Created attachment 215240 [details] Changes the behavior
Comment on attachment 215240 [details] Changes the behavior I've never used this feature on the old dashboard, so it's not clear to me if either behavior is useful. What are the use cases? If this is a replacement for regular dashboard, then we should consider just removing the duplicate functionality. r=me
(In reply to comment #2) > (From update of attachment 215240 [details]) > I've never used this feature on the old dashboard, so it's not clear to me if either behavior is useful. What are the use cases? If this is a replacement for regular dashboard, then we should consider just removing the duplicate functionality. This shows the list of failing tests on the bots.
Comment on attachment 215240 [details] Changes the behavior Clearing flags on attachment: 215240 Committed r158093: <http://trac.webkit.org/changeset/158093>
All reviewed patches have been landed. Closing bug.
> This shows the list of failing tests on the bots. I don't think that this answers my question about use cases. Listing tests that are currently failing is not a job for the dashboard, which is for historic analysis of results.
(In reply to comment #6) > > This shows the list of failing tests on the bots. > > I don't think that this answers my question about use cases. Listing tests that are currently failing is not a job for the dashboard, which is for historic analysis of results. If you're talking about http://build.webkit.org/dashboard/, I find it impossible to use because it doesn't have links to builder's page and it has -webkit-user-select: none along with dozens of other problems.
Can you please file bugs for those? That is the tool intended to be used for looking at immediate state of the bots, and adding duplicate functionality to other tools is not the best path forward. We'll just end up with a set of tools that no one but their creators understand or use. build.webkit.org/dashboard is also meant to be the primary entry point into the regression test bot system for most people, because checking historic flakiness is an activity that is secondary to checking immediate state. Buildbot waterfall and console certainly have their use, but mostly for people who administer the system, not for WebKit developers in my opinion. There is a bunch of bugs and enhancement requests filed already, you can find these by searching for "build.webkit.org/dashboard" in Bugzilla titles. I encourage you to file bugs in terms of use cases that aren't addressed well (i.e. not simply "please remove user-select:none", but "I often need to do XXX when bot watching, and it's difficult to do now").

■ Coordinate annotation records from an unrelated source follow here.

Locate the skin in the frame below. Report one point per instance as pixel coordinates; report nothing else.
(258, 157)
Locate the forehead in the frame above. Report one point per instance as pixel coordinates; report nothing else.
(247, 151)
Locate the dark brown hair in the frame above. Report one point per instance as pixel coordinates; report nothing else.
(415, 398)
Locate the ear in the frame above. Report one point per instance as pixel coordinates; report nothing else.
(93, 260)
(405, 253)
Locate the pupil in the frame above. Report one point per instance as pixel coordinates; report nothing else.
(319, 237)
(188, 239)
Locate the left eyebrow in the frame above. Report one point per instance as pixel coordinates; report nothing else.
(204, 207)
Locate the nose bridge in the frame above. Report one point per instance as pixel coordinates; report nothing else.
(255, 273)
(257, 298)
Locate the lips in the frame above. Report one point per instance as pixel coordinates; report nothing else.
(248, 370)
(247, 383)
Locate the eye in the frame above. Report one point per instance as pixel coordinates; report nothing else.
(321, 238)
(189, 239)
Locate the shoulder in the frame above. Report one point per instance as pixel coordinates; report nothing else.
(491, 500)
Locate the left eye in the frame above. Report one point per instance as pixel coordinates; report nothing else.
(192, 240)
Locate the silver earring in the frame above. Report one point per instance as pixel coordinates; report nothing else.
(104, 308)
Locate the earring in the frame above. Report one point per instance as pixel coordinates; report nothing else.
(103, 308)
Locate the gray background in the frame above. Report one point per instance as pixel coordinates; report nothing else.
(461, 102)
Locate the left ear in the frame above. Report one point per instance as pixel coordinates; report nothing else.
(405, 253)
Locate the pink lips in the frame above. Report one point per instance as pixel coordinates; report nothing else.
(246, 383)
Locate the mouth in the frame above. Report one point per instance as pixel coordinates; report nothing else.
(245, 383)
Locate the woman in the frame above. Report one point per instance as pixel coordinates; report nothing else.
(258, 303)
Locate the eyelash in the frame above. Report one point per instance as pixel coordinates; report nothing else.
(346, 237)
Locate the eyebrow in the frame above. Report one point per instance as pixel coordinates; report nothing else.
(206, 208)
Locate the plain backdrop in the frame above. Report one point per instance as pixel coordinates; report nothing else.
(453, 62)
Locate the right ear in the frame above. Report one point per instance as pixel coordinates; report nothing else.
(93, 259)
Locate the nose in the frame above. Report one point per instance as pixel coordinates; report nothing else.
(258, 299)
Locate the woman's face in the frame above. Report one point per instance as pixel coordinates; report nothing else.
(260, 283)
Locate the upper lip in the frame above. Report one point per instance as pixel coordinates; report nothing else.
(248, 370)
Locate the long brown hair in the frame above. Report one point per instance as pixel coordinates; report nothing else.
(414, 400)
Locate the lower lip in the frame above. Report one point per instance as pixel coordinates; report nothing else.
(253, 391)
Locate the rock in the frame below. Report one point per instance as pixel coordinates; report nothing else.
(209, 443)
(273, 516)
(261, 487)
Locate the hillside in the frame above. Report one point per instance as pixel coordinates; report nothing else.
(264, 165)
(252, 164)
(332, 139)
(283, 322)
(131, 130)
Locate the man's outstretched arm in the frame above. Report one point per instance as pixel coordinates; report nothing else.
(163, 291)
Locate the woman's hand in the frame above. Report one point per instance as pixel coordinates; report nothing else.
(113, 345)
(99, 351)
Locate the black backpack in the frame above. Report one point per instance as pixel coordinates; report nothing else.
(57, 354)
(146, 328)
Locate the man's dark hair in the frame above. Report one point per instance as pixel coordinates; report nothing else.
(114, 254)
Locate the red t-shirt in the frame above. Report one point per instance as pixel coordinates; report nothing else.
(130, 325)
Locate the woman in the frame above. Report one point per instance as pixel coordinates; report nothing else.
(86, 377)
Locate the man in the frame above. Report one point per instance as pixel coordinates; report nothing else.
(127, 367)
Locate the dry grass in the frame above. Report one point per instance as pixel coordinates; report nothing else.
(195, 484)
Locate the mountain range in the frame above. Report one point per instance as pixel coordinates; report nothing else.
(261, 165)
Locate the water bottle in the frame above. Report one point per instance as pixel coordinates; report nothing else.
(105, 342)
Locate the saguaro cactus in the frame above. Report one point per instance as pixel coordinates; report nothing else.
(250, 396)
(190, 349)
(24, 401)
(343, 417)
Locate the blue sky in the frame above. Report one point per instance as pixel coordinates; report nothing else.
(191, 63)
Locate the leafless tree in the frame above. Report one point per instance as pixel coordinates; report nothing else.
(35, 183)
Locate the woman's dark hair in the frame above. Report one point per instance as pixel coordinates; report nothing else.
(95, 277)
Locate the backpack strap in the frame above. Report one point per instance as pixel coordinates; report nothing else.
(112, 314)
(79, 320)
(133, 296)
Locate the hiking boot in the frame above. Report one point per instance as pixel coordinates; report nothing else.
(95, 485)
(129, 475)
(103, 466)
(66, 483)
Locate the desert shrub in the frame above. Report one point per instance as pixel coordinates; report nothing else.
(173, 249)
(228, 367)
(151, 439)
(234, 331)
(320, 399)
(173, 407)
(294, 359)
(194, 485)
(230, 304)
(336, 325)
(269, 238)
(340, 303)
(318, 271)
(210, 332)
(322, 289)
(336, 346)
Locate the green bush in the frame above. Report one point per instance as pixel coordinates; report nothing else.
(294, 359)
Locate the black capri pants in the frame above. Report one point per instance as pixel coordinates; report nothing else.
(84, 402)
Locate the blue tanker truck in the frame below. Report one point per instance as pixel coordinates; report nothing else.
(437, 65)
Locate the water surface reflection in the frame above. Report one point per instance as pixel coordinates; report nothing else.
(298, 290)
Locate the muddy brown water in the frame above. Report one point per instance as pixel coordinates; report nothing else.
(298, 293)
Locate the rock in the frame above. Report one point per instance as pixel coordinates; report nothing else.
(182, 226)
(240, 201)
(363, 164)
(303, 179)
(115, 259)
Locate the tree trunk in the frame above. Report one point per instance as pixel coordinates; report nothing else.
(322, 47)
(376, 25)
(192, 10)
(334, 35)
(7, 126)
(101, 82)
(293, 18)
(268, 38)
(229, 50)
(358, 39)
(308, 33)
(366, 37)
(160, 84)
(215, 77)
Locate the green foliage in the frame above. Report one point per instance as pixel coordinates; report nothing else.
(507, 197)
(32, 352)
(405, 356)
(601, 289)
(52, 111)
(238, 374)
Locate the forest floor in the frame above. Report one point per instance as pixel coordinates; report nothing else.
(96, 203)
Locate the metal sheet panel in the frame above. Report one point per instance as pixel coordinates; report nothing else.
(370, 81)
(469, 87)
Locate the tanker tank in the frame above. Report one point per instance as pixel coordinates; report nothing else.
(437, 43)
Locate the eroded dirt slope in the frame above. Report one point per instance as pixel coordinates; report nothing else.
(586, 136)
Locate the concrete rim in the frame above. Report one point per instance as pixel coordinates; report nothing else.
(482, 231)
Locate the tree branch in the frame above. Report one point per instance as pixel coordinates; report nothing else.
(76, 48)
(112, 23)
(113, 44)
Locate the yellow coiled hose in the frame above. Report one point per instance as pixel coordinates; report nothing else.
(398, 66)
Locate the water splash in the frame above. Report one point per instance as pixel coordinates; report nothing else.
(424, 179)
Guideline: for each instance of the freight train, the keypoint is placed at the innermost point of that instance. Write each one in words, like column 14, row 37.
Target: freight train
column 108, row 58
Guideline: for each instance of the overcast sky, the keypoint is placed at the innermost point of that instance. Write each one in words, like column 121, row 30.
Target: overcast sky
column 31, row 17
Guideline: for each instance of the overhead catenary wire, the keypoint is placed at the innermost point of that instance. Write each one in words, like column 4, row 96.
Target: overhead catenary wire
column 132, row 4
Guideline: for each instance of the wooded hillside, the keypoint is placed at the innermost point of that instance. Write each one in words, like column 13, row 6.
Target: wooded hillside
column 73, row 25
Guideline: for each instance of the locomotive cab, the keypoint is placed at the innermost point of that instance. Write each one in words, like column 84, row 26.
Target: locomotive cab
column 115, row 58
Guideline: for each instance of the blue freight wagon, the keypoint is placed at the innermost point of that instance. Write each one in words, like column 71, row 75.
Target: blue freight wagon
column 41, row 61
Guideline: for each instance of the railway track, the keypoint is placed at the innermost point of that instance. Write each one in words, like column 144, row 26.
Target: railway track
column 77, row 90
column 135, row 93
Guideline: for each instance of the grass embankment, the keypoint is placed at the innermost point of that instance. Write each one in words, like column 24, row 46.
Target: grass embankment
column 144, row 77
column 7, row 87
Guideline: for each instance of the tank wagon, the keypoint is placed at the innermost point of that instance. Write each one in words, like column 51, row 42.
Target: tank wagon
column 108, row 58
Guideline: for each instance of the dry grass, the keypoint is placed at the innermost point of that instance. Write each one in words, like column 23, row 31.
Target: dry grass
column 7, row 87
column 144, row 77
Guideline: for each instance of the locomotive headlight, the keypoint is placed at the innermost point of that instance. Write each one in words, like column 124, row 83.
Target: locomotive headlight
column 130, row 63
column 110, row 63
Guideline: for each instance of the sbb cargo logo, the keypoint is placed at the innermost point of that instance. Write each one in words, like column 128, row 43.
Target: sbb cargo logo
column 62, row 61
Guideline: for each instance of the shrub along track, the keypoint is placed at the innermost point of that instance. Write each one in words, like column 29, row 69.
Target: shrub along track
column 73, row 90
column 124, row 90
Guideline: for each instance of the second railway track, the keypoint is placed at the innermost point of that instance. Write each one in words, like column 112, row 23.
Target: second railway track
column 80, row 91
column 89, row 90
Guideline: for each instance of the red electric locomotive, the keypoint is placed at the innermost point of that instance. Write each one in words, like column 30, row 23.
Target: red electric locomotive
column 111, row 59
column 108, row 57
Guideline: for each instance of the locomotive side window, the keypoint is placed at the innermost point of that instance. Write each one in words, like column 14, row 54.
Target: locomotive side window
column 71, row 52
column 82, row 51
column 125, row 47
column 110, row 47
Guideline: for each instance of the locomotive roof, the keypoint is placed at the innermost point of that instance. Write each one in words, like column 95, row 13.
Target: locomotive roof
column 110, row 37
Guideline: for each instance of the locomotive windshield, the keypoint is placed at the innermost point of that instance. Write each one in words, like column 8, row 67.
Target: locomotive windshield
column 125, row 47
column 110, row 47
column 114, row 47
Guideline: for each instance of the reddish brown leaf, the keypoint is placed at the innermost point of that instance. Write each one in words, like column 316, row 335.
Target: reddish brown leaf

(In reply to comment #8) > build.webkit.org/dashboard is also meant to be the primary entry point into the regression test bot system for most people, because checking historic flakiness is an activity that is secondary to checking immediate state. Buildbot waterfall and console certainly have their use, but mostly for people who administer the system, not for WebKit developers in my opinion. I don't see a point in doing that given I'm satisfied with what build.webkit.org/waterfall and build.webkit.org/console provides. Those two pages provides exactly the kind of information I need.
> I'm satisfied with what build.webkit.org/waterfall and build.webkit.org/console provides In this case, can we just get rid of the "failing" display in the new flakiness dashboard?
(In reply to comment #10) > > I'm satisfied with what build.webkit.org/waterfall and build.webkit.org/console provides > > In this case, can we just get rid of the "failing" display in the new flakiness dashboard? Why? The historical results of currently failing tests is exactly what bot watchers need to see to determine which patch caused the failure and whether tests have been flaky or not.
I think I'm disagreeing with the statement that "checking historic flakiness is an activity that is secondary to checking immediate state". In my experience, viewing the historical results of a test has been essential in determining the culprit and the correct test expectation to add. Knowing how many tests are failing on a builder doesn't get me anywhere as a bot watcher because my primary job as a bot watcher (contacting the patch author, etc…) cannot be carried out until the culprit is determined. I don't know what revision number http://build.webkit.org/dashboard/ is showing but automatically determining the culprit has already been tried by TestFailures and garden-o-magic. They have both miserably failed to carry out the promise. The task of this sort is best done by humans.